Together, they are a coven.
Fierce individualists and prophets, the three are close friends they text each other constantly and meet once a week at the Round House Cafe, where they give off a bright light, laugh and shriek and turn rude and impatient people into toads and spiders. They have known one another for a while, there is great trust and love between them, they never are awkward together or run out of things to say.
Like most witches, they don’t talk much about what they talk about, but they are always excited to bring their news to one another, I suspect they cast spells on people who give any of them trouble. Some of the people who anger them vanish mysteriously, are stung by bees, chased by dogs, or fall mysteriously into raging waters. They are almost always laughing, when I see them, except when they are crying, which they sometimes are. Sometimes they are quite loud, at others they lean into one another and whisper very quietly.
Angry and clueless men avoid them, dogs rush up to them, they are fond of sweets. The sun always seems to be shining when they gather. I love seeing these three together, friendship born and nurtured. I wonder sometimes if I could ever belong to a group like this, and sadly, I think not.
Is it because I am a man, and I rarely, if ever, see men gathering in this way? Maybe, but I have tried a dozen times in my life to form a gathering of gentle and loving men, and we always have a great few meetings, and then, one by one, we melt away, drawn to work, busy with chores, frightened of intimacy. Are there men who are good witches? I suppose there might, but I don’t know any.
The good witches have a commitment to one another that is deep. When they are in trouble, they call on one another. They tell each other things they couldn’t tell anyone, even their husbands. When they have good or funny news, they text like mad. Their cell phones are always beeping and bonging, except when they are together, when their phones are silent. It is hard being a woman, I think, but most people don’t know that it is also hard being a man. We don’t know how to do what the witches do, we don’t make time for it, stick with it, grasp it’s importance.

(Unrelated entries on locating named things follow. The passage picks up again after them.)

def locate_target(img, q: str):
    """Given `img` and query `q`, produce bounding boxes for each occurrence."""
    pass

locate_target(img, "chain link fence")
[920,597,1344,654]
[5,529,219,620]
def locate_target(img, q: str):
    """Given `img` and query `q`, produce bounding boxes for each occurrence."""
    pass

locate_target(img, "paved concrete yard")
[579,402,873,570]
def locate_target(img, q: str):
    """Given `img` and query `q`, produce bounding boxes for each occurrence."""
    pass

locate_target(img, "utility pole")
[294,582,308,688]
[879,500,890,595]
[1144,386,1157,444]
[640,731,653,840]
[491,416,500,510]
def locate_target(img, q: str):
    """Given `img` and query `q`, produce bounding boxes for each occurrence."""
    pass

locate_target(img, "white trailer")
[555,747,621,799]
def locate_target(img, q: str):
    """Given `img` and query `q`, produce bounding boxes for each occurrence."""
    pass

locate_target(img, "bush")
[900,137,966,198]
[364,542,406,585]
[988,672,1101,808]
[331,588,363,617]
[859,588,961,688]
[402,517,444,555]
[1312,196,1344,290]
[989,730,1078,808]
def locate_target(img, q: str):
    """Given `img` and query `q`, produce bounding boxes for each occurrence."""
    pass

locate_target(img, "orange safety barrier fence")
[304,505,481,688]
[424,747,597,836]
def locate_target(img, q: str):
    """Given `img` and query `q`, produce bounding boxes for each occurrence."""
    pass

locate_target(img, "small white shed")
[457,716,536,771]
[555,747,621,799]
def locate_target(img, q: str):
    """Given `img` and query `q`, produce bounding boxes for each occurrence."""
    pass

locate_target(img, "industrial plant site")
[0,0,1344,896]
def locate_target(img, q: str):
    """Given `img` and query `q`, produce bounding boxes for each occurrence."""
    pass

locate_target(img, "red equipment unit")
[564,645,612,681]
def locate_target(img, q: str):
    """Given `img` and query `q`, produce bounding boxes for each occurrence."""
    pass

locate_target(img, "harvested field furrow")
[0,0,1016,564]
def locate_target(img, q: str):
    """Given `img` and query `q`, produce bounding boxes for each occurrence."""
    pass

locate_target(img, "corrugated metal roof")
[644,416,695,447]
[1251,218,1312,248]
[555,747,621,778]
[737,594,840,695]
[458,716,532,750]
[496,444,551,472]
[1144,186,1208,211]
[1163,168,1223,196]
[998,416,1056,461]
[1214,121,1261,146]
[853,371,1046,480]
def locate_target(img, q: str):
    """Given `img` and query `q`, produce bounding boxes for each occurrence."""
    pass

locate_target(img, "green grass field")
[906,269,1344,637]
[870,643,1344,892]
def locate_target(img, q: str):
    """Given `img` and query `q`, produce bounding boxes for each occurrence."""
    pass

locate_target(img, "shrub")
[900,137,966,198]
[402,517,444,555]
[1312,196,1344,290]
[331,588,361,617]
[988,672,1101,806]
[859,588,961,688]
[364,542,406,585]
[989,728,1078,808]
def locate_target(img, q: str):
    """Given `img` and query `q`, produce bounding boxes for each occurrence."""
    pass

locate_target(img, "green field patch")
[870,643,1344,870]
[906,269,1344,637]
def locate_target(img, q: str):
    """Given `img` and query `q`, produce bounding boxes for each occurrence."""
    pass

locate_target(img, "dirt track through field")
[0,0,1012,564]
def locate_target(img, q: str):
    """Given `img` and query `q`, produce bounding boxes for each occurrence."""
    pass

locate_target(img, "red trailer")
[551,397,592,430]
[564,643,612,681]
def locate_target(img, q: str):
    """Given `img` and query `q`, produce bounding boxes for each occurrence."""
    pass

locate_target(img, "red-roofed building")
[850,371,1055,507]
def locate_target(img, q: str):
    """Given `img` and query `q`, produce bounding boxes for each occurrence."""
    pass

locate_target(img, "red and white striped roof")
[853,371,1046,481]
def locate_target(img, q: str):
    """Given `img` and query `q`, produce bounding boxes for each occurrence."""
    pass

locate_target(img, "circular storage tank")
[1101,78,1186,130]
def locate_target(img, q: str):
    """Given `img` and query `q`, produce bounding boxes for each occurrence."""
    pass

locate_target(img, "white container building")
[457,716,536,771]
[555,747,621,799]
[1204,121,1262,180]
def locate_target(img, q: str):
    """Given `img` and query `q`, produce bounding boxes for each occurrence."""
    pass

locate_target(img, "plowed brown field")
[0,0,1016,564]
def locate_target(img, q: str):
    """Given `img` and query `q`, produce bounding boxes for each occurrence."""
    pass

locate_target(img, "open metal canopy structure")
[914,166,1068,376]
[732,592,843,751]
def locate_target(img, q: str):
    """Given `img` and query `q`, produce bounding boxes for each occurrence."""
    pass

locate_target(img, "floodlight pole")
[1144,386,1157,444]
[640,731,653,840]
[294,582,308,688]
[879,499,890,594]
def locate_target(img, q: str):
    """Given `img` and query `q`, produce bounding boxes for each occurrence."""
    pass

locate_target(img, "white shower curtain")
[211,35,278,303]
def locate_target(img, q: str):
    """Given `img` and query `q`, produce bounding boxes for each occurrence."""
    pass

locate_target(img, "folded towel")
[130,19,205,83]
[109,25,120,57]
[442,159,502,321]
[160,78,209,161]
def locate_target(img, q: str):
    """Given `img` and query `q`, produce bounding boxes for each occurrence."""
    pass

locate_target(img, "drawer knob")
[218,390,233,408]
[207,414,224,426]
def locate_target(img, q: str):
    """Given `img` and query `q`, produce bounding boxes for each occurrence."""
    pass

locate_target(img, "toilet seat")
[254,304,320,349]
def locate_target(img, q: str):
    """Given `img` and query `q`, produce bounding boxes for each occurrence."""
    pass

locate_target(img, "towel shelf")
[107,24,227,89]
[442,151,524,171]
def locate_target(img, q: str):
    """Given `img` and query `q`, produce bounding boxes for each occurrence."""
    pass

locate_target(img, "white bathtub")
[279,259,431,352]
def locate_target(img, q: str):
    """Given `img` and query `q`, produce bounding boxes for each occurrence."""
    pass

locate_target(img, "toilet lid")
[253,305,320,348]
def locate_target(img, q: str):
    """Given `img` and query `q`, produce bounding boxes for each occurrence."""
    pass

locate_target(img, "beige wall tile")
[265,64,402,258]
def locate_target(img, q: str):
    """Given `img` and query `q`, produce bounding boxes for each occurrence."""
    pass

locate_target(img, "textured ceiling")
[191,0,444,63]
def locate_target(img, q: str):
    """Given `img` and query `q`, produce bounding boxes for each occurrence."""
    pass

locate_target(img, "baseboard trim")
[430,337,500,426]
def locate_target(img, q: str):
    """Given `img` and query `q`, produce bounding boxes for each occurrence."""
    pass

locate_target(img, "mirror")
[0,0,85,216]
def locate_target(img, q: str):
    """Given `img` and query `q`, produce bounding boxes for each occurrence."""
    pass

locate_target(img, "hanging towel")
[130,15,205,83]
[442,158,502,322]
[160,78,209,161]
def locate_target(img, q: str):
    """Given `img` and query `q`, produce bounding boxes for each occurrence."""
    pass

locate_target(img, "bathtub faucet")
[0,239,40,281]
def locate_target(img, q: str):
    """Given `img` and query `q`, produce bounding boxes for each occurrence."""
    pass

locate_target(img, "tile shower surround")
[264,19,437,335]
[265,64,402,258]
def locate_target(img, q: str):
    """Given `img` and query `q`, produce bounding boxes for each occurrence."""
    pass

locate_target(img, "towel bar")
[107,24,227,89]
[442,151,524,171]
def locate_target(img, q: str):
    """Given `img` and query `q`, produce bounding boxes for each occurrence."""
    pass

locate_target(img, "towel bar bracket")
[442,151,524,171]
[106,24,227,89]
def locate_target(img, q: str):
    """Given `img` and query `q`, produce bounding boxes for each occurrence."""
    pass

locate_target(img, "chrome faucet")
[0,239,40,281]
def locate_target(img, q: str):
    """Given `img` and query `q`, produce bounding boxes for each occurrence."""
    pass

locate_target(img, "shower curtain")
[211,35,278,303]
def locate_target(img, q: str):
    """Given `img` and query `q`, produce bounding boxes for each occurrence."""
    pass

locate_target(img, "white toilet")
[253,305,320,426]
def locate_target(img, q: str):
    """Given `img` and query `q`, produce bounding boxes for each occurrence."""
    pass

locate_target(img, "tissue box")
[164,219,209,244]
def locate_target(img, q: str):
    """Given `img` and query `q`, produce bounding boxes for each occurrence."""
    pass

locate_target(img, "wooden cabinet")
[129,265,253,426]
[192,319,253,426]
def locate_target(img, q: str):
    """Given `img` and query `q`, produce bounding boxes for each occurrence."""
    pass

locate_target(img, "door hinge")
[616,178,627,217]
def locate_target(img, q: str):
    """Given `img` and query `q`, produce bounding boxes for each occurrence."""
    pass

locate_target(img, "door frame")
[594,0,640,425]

Athena and Mandy are important to Maria, they rarely miss a gathering, it is important to them, like work and family. It is family in a way. Some of us have the families we were born with, some of us make our own.

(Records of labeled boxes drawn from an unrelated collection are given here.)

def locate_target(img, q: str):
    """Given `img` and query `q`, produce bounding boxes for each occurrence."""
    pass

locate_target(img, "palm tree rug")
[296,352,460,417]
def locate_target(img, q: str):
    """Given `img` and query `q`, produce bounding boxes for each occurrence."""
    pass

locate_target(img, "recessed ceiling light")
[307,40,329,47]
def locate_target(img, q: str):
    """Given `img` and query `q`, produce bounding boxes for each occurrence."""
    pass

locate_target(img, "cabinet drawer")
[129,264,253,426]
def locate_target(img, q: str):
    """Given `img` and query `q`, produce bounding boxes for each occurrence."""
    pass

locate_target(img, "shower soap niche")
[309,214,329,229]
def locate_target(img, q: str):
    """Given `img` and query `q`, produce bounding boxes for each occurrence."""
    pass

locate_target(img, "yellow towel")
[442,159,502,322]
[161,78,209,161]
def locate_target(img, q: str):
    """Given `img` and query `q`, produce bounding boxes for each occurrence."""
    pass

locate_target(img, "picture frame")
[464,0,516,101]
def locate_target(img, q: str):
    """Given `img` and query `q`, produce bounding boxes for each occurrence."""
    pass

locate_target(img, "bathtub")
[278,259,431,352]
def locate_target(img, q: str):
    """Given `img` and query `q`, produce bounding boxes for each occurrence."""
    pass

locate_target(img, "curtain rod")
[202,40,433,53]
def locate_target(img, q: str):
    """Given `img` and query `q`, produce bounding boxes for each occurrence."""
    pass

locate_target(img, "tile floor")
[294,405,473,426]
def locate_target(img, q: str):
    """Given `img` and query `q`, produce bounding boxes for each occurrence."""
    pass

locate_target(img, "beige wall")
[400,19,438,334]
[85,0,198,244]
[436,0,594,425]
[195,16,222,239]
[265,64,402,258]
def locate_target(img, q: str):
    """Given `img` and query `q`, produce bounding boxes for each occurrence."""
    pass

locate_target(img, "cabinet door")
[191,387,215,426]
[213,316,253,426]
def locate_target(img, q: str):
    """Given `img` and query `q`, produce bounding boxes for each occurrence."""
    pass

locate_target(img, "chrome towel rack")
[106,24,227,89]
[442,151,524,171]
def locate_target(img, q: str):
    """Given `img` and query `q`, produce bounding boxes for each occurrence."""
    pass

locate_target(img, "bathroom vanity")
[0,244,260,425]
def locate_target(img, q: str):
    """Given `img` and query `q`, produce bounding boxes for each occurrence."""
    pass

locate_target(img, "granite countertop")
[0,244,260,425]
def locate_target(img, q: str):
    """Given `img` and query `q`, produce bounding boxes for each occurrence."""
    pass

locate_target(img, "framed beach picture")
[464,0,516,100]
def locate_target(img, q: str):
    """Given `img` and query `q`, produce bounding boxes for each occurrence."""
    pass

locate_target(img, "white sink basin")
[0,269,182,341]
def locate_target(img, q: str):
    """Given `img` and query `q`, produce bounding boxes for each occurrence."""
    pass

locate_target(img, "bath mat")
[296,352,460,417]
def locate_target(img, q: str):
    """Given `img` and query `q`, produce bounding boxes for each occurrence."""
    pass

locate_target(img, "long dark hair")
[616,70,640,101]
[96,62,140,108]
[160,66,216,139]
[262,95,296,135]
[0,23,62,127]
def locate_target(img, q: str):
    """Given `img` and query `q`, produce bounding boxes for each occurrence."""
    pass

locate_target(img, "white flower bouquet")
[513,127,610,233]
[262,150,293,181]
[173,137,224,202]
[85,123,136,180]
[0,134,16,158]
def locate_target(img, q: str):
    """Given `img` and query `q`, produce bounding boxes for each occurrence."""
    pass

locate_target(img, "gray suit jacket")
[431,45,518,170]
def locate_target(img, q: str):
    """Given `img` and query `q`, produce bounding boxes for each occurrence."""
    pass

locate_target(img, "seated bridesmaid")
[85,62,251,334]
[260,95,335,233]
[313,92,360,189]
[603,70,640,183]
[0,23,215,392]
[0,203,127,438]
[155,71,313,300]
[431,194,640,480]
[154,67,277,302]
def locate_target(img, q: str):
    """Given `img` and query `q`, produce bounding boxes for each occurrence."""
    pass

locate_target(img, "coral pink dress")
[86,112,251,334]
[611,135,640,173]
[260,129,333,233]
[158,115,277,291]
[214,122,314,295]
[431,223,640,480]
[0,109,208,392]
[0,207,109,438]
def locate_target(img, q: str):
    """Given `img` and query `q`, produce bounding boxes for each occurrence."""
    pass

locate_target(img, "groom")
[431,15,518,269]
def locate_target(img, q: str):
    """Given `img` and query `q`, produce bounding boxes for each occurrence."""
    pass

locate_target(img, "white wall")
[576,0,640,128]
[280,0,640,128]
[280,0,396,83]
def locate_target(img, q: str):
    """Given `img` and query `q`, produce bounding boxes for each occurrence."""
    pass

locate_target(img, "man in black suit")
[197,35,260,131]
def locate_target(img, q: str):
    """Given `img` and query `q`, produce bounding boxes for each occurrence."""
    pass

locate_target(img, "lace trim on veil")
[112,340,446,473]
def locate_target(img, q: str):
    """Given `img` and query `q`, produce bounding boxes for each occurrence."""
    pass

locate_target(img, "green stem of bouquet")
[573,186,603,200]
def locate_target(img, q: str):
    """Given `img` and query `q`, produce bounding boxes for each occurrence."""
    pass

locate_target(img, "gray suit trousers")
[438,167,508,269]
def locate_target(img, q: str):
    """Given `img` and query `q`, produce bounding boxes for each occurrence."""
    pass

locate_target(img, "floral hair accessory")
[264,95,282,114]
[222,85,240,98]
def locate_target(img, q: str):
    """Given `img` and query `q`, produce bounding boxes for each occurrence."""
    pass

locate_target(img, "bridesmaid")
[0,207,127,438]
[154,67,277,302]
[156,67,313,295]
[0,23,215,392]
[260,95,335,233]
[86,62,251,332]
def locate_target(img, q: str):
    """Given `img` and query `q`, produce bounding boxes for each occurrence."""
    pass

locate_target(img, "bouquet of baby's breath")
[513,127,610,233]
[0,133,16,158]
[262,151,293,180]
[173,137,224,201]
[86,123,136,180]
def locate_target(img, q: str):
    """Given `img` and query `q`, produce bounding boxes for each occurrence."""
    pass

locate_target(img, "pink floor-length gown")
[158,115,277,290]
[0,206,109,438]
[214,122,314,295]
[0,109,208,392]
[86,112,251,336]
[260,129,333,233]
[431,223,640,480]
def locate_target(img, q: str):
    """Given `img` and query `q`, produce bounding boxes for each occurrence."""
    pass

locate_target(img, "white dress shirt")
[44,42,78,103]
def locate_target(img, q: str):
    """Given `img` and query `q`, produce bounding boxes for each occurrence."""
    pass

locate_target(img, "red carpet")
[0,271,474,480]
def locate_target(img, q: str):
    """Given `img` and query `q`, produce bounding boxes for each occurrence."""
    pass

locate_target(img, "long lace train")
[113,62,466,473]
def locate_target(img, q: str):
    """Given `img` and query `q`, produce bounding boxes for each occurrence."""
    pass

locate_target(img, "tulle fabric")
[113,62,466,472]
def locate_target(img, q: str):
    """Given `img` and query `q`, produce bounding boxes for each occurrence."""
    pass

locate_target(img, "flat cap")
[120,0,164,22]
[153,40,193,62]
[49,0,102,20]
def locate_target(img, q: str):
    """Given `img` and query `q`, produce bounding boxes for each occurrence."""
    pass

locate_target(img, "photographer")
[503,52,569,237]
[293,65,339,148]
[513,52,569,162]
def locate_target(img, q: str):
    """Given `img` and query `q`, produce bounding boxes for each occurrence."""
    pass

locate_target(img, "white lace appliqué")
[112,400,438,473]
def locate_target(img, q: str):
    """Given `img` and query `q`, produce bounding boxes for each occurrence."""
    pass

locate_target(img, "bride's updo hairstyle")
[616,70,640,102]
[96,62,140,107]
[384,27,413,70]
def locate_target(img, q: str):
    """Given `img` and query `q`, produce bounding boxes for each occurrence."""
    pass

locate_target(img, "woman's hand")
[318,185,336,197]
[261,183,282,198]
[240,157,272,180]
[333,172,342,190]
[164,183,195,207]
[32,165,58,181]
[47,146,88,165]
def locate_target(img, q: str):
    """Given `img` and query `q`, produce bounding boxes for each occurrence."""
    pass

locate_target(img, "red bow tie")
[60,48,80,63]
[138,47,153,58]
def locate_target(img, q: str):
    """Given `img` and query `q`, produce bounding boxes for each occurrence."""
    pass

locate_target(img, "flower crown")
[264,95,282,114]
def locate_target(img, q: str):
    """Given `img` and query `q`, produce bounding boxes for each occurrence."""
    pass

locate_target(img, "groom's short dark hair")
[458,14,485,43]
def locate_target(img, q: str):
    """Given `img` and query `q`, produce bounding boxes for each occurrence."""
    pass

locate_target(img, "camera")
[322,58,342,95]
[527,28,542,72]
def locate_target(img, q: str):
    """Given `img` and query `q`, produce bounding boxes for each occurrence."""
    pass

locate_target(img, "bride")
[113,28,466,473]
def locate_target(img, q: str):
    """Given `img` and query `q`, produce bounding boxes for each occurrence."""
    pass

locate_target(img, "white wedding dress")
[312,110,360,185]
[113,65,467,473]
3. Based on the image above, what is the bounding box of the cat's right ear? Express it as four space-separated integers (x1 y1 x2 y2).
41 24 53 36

We stagger under the great weight of obligation, domination, we are terrified of getting close, being open. I went to lunch several times with a man I liked, we talked about creativity, our fathers, I talked about my breakdown on the big hill. How great, I told Maria, a man I can really talk to and listen to. Then he was unavailable, I had the sense he was avoiding me. One day I called him up – I believe in being direct – and I asked him if something was wrong. He hemmed and hawed, and then later in the day, he e-mailed me.
He was uncomfortable, he admitted, the lunches made him a little bit nervous. He wasn’t used to talking about things that counted, he said, he didn’t really know what to say. I told him he did well. I haven’t seen him since, I doubt he will call me, and our friendship would most likely not have worked out. He made me a little nervous too, I could see he was about to jump out of his skin.

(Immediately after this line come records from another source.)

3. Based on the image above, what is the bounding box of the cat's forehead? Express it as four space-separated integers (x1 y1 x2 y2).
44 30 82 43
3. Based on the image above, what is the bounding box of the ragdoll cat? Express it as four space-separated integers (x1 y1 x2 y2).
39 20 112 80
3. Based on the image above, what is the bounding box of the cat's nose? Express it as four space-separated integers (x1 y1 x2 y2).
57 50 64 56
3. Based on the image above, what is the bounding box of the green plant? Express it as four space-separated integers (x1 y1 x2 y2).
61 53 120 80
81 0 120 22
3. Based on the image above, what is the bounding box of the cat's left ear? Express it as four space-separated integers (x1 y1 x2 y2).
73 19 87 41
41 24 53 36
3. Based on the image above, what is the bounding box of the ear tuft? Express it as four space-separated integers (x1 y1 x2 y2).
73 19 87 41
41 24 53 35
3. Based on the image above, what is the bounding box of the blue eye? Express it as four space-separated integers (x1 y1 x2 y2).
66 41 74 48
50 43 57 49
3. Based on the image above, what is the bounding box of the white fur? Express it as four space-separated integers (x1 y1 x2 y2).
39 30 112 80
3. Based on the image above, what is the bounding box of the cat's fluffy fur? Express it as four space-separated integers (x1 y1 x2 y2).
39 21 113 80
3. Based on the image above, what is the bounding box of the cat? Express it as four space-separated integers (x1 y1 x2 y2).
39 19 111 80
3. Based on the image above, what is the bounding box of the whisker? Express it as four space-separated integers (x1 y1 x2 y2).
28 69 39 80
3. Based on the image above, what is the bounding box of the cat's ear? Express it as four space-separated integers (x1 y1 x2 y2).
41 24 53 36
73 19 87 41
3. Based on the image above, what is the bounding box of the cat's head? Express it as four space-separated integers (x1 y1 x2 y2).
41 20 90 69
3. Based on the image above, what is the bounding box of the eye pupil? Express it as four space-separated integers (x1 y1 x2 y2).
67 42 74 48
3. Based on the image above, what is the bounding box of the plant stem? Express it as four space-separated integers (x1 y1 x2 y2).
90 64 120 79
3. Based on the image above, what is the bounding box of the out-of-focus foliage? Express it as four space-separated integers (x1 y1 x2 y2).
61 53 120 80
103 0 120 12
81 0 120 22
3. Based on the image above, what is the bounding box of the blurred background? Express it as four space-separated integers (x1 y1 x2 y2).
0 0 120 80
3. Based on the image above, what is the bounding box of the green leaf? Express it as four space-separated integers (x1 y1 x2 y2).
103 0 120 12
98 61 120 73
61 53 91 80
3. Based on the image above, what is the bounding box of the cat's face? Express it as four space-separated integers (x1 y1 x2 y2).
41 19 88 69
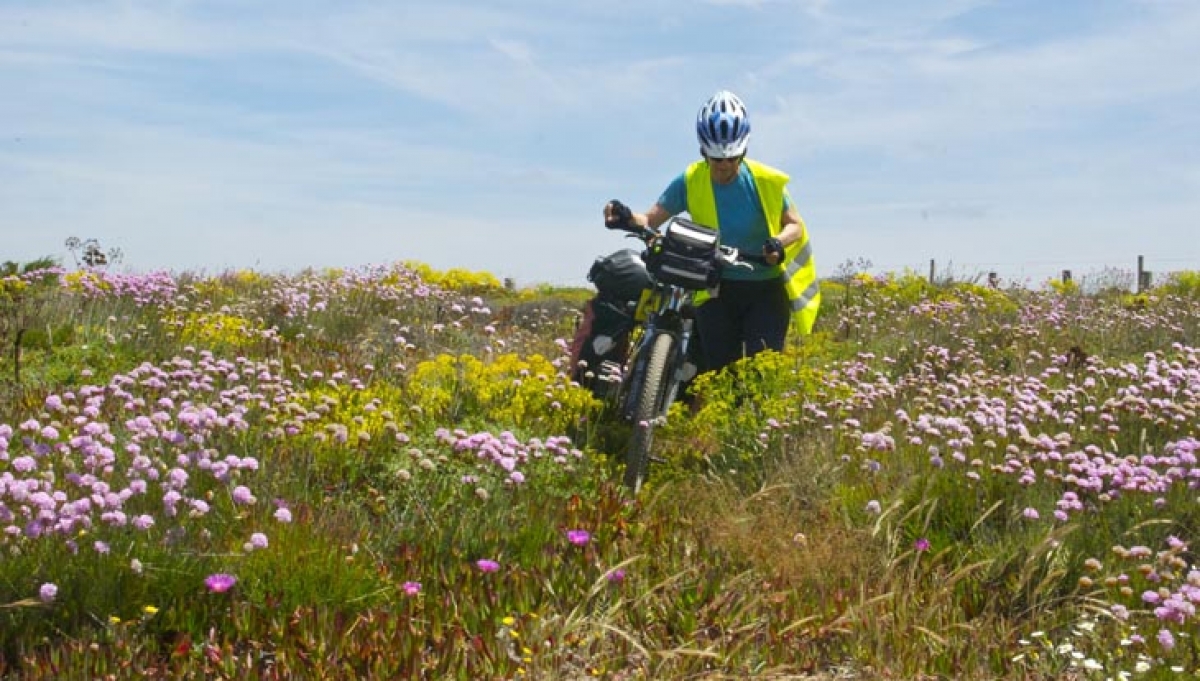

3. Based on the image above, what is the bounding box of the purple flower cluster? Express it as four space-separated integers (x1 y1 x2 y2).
434 428 583 484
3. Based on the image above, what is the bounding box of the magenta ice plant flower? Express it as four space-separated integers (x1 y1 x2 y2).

So I love the good witches, and I grasp the importance of them. It is probably not something I will ever have or know – it is not easy to find men who would do it, I only know one, the other died earlier this year – but I smile every time I see them or think of Maria and these women. They are a community of their own. Today there was a cluster of bees, and one of the witches coughed and whispered, and they all turned into hummingbirds and flew away.